Scenes heat up leisurely and linger on the bare trees and impersonal, garishly appointed rooms of her surroundings while almost as a sideplot characters make sloppy, fierce love and look disappointedly, longingly, wordlessly at each other. (In this way, the film recalls the woefully undersung Junebug, released early this summer.) The resulting effect is of floating above all that wild emotionality, in the manner that Laura wishes she could. The effect, actually, is deeply Russian: a philosophical investigation of a matter of the heart.

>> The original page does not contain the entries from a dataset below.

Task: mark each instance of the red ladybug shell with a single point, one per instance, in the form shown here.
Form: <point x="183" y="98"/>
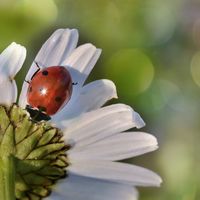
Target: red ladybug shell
<point x="50" y="89"/>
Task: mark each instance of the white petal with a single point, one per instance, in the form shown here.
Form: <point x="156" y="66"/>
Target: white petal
<point x="117" y="147"/>
<point x="8" y="90"/>
<point x="53" y="52"/>
<point x="12" y="59"/>
<point x="92" y="96"/>
<point x="115" y="172"/>
<point x="99" y="124"/>
<point x="81" y="188"/>
<point x="81" y="62"/>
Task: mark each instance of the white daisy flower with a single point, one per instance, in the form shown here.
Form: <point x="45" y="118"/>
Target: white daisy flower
<point x="95" y="136"/>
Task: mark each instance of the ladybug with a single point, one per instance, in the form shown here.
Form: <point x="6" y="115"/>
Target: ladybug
<point x="49" y="90"/>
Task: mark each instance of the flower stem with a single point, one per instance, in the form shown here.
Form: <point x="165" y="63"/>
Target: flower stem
<point x="7" y="178"/>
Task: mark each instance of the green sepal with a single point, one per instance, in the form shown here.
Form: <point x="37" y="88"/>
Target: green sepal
<point x="38" y="155"/>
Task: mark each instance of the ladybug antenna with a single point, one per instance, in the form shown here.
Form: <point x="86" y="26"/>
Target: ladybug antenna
<point x="27" y="81"/>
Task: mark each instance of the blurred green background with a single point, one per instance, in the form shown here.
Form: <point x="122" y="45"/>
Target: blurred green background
<point x="151" y="50"/>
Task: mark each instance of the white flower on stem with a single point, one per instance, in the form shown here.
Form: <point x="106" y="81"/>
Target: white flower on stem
<point x="96" y="135"/>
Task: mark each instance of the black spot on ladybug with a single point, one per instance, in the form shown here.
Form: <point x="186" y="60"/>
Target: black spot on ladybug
<point x="58" y="99"/>
<point x="45" y="73"/>
<point x="30" y="89"/>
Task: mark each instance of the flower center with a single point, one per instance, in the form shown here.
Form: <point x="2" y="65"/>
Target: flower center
<point x="38" y="149"/>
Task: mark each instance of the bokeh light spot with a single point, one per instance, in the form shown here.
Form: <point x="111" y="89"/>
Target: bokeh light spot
<point x="131" y="70"/>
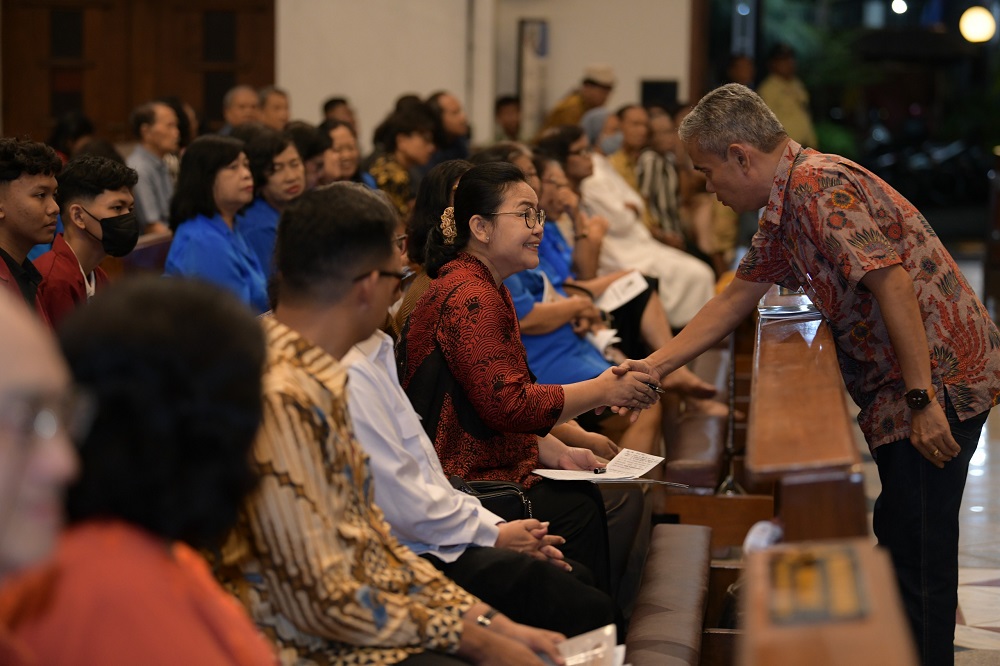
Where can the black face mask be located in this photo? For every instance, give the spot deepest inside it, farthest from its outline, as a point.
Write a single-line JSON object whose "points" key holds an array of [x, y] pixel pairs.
{"points": [[119, 234]]}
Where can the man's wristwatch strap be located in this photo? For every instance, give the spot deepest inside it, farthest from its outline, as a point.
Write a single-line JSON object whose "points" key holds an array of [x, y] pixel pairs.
{"points": [[486, 619]]}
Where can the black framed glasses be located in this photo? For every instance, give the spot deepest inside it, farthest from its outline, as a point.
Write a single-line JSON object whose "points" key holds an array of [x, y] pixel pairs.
{"points": [[532, 216], [31, 417], [399, 276]]}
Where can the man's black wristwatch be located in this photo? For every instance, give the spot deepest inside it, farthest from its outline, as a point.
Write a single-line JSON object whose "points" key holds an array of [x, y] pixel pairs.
{"points": [[917, 399]]}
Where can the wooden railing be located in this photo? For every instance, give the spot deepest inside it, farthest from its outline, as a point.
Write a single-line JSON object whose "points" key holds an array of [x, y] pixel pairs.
{"points": [[826, 595], [799, 434]]}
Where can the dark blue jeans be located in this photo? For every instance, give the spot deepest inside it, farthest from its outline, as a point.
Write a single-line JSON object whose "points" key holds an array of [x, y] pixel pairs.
{"points": [[916, 519]]}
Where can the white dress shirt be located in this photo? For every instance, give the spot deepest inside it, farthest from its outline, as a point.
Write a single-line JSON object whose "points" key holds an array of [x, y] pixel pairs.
{"points": [[426, 513]]}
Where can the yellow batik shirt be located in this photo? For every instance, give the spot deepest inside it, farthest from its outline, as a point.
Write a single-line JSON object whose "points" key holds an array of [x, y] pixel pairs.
{"points": [[312, 557]]}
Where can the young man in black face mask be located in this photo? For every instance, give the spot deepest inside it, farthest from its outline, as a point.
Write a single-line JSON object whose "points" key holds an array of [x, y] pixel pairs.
{"points": [[95, 201]]}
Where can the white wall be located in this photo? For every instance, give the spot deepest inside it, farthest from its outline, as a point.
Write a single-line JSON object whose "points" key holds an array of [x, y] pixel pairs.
{"points": [[375, 50], [370, 52], [641, 39]]}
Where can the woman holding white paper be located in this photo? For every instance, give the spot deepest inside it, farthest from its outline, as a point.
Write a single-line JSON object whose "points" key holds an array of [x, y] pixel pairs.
{"points": [[465, 370]]}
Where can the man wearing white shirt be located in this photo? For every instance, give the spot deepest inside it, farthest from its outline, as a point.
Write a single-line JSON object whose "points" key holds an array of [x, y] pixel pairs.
{"points": [[686, 283], [514, 566]]}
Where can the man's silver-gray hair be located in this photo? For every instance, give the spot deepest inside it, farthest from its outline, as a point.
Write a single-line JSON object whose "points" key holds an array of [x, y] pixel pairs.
{"points": [[732, 114]]}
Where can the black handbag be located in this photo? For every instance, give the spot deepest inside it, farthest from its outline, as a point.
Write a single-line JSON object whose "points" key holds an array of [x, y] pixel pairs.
{"points": [[504, 498]]}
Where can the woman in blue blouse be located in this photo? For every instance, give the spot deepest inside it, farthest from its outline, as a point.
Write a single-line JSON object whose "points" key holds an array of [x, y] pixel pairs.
{"points": [[213, 185]]}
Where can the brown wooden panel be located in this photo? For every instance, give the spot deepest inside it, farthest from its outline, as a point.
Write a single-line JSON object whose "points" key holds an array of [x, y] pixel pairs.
{"points": [[824, 505], [134, 51], [880, 636], [798, 413], [729, 516]]}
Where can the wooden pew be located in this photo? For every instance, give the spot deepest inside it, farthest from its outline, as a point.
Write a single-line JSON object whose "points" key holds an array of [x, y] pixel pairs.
{"points": [[799, 434], [800, 438], [791, 589]]}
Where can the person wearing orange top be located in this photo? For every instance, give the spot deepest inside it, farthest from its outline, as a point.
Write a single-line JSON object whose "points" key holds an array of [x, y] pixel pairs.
{"points": [[37, 460], [174, 368]]}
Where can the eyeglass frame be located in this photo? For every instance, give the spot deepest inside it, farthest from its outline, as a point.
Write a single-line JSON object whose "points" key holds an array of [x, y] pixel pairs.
{"points": [[539, 216], [44, 416], [401, 276]]}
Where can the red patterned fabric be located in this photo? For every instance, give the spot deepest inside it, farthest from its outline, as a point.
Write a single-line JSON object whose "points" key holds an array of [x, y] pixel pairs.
{"points": [[466, 372], [828, 222]]}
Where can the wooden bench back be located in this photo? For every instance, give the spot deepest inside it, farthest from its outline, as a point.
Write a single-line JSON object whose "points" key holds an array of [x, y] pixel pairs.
{"points": [[799, 432]]}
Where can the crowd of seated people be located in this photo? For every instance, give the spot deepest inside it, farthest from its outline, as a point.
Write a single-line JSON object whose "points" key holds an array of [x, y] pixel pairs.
{"points": [[318, 521]]}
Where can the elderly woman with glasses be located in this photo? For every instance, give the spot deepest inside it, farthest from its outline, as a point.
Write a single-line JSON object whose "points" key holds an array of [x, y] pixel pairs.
{"points": [[465, 369]]}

When that deceit inevitably causes her to implode, she jumps out from the car Alan’s driving, striding noiselessly along a deserted American street into a dark nowhere. If this were my perfect movie, I thought, it’d end here.
And it did.
We Americans pretty much never shut up anymore. People blither on their cell phones and thumb their sideberries everywhere and always (even during film screenings); blast out ears with programmatic music and blather when walking or running or showering or shitting. There are virtually no moments left when we have to sit still and grapple with the pain that lurks in every modern template. Only a rarified strain of movies compel us to listen by resuscitating the stillness our daily lives so sorely lack. We are lucky that so many have been released this fall. For at their best, they burrow into that quiet and all it holds, allowing us to channel ourselves and our truest selves through them. And even if we don’t know why we love these films, sometimes we still yield to their deeper lessons and pleasures.